Police investigating racist road rage incident in Montgomery County
GERMANTOWN, Md. (FOX 5 DC) - Montgomery County police are investigating after a racist road rage encounter that was caught on camera.
A Gaithersburg man recorded as another driver opened his car door, called him a racial slur and threatened his life.
"People don't believe you when you say something like this happens," said Crispin Cole. "And this one, I got tired of it."
Cole said he was driving on Frederick Road in Germantown on Wednesday afternoon and stopped prior to a red light to let traffic turn onto the road.
"This fellow behind me got upset, but it was a red light," Cole said. "And he just wanted me to move forward and block the intersection, but I didn't do it. So I saw in my rearview mirror he was flicking me off and I kept seeing him mouth the n-word."
He said when the light turned green, the man rolled down his window, drove by him and threatened to kill him.
Cole said he decided to follow the man so he could record him. He said he did it because people often don't believe that things like this happen, though he acknowledges following the driver was risky and something he wouldn't do again.
In the video he recorded next, the man opens the car door, calls Cole the n-word and says, "I'll (expletive) kill you."
Cole said immediately after the incident, he took the video to Montgomery County Police. A department spokesman says an investigation is underway, though it's unclear if any crime was committed.

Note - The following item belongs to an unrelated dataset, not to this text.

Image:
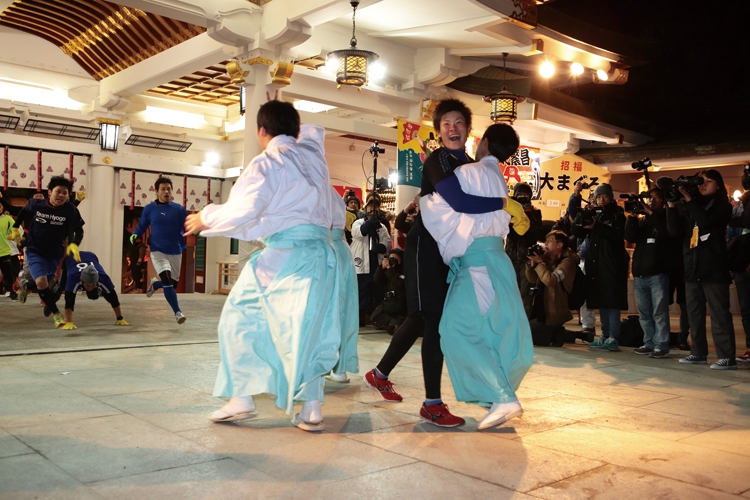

He said police want to look at the entire incident since only part of it was recorded.
The driver's license plate is in the recording, so investigators are confident they'll track him down.
"I'm sure if you meet him and speak to him, he would say he doesn't see color. That probably he has a cousin who is married to a black man," said Cole.
He said what happened wasn't particularly surprising because his skin color and accent have made him a target in the past.
Cole, who has an MBA and is looking for a government job or one in international development, said while he wanted to document the encounter, he doesn't plan to dwell on it.
"I don't see America as that," he said. "America is a beautiful, wonderful country and that's what I focus on when stuff like this happens."